We demonstrated some key strengths in this review. First, similar systematic reviews of economic literature seldom go beyond summarizing ICERs to examine factors that influence the cost-effectiveness of interventions. We achieved this objective by extracting information outside the main body of the included studies (eg, sensitivity analysis). Second, we used a well-established appraisal metric1 to examine the quality of the included studies, which revealed gaps in methodologies and reporting in the current literature.
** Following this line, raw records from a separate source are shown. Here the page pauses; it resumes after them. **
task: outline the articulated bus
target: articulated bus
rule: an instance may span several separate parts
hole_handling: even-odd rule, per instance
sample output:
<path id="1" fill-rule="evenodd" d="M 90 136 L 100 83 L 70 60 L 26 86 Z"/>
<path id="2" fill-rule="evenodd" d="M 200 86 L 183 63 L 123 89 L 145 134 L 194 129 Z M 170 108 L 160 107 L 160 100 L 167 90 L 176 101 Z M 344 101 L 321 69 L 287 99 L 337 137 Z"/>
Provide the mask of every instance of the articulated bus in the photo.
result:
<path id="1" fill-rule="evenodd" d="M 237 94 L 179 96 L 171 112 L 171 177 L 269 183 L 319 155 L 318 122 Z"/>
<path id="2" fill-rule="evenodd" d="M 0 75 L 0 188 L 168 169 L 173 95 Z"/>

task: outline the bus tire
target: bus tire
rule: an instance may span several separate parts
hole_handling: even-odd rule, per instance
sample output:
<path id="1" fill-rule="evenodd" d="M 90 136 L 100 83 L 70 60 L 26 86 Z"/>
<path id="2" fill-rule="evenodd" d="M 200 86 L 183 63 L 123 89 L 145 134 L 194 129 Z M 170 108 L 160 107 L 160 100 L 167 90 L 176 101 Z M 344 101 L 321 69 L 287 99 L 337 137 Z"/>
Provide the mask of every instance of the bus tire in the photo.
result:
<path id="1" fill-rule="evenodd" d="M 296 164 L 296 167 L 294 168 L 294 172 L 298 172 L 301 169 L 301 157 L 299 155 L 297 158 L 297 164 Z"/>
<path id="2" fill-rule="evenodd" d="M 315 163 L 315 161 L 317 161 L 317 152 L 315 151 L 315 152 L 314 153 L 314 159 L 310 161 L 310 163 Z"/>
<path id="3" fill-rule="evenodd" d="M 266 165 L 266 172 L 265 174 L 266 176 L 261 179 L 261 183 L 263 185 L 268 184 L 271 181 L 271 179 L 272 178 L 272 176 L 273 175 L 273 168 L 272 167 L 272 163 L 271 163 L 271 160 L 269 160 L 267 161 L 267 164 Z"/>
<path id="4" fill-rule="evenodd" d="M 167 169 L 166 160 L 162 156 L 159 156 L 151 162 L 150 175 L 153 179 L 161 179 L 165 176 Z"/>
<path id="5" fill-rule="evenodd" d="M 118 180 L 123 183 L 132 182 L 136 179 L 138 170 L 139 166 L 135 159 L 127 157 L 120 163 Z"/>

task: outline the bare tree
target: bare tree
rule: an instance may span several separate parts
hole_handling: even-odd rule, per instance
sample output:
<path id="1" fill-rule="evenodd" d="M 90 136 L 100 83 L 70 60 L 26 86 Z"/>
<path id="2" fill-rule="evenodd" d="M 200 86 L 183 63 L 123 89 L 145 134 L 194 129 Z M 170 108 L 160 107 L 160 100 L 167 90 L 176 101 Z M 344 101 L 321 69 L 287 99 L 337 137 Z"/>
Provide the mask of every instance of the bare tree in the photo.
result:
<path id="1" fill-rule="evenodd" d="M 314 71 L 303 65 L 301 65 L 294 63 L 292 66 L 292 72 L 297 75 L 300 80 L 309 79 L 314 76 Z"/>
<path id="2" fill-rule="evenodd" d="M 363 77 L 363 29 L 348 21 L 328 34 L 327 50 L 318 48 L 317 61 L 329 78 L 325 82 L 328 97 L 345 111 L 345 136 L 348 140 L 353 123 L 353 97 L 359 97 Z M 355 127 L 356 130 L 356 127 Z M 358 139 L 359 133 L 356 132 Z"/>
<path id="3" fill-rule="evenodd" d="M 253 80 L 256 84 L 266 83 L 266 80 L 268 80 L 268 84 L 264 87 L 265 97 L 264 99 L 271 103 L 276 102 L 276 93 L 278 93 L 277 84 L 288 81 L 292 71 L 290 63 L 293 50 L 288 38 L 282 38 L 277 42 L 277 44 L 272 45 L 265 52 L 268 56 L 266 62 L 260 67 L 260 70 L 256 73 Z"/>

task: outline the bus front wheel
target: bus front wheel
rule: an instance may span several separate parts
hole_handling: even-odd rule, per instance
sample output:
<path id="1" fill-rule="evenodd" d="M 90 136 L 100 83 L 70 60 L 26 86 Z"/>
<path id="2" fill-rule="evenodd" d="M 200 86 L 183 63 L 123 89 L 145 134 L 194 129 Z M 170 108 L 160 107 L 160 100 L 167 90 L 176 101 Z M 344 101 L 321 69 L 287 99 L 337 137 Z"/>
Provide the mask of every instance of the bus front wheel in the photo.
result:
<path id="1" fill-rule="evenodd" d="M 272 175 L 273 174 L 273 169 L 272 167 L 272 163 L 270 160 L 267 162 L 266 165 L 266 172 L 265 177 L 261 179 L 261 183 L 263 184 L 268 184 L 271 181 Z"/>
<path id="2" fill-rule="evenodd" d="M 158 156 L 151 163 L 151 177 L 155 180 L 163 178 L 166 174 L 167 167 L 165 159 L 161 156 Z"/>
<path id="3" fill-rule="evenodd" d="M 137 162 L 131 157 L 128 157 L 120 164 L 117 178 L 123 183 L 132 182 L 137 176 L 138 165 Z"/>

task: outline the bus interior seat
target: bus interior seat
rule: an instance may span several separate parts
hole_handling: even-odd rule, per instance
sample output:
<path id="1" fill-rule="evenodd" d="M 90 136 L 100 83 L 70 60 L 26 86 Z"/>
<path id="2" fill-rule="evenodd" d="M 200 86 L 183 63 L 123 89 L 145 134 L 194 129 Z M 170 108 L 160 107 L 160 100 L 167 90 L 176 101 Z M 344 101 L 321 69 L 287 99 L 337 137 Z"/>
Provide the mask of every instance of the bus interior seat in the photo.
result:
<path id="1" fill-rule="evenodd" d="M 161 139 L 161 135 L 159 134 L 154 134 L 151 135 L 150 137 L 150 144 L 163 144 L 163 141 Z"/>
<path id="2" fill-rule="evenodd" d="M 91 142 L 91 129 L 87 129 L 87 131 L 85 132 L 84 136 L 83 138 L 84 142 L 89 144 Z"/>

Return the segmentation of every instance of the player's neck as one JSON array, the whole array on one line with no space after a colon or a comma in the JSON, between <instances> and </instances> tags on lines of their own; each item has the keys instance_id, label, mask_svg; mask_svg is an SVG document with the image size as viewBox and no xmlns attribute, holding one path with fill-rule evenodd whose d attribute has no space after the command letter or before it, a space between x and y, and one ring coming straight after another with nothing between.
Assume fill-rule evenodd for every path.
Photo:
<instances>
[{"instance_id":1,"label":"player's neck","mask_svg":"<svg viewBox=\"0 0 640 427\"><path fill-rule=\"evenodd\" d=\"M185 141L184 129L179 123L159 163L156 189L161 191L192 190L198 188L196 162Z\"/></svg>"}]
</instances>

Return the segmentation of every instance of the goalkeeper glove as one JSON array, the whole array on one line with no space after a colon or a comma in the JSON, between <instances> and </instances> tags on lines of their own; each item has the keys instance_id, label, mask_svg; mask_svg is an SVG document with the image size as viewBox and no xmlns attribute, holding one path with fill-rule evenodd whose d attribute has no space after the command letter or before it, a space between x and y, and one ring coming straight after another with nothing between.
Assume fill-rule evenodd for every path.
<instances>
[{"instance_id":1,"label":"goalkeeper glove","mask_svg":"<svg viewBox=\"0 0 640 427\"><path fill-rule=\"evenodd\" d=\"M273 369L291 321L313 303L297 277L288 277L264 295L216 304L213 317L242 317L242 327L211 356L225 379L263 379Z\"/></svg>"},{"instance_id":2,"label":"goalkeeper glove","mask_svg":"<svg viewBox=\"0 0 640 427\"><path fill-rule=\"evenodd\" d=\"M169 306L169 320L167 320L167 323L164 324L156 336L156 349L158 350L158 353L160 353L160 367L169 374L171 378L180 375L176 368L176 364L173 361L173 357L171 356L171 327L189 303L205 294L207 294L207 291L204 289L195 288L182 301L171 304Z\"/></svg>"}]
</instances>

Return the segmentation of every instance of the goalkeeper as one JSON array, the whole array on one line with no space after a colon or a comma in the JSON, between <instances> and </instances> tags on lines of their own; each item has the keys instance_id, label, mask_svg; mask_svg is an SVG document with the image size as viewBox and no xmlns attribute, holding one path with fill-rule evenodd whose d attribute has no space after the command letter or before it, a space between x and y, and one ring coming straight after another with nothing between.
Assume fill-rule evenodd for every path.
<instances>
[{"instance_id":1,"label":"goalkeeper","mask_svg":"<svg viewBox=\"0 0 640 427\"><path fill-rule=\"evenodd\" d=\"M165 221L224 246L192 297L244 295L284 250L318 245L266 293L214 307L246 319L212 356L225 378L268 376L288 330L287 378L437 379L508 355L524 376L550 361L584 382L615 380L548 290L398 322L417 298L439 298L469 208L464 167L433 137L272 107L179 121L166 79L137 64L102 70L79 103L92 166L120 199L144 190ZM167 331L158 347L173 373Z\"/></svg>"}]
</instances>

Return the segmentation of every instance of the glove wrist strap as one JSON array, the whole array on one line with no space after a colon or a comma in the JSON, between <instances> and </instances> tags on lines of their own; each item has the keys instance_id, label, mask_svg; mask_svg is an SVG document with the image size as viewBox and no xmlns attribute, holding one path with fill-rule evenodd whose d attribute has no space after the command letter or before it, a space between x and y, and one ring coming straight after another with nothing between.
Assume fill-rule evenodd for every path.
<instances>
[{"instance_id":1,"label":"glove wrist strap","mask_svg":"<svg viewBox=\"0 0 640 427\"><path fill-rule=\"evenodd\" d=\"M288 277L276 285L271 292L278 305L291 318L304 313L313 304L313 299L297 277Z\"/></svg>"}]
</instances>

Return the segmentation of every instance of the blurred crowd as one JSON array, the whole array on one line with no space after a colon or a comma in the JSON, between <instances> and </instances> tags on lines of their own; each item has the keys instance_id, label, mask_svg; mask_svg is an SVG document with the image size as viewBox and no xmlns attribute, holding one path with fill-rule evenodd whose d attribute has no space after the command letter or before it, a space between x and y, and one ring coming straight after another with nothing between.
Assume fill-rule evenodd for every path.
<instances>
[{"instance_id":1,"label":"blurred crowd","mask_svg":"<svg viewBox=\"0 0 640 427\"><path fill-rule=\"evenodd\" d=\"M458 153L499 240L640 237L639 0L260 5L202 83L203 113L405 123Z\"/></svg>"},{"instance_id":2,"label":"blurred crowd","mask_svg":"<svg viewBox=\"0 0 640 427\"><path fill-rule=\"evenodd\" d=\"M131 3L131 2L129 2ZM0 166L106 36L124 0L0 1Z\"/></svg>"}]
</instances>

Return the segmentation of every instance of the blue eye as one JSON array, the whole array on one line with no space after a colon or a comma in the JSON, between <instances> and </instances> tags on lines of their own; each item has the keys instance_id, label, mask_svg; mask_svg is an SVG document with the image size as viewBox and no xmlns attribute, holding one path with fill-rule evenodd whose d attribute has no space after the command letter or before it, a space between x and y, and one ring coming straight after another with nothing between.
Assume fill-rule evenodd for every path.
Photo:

In summary, this systematic review found evidence that renal transplantation from a deceased donor is a cost-effective treatment when compared with dialysis for adults with ESRD. The health and economic benefits associated with transplantation are less prominent for patients with older age, comorbidities, and long wait times, which warrants investigations into alternative treatment plans for these patients to meet their needs with a limited healthcare budget. More research is needed to guide the development of interventions that enhance transplant outcomes and optimize renal care.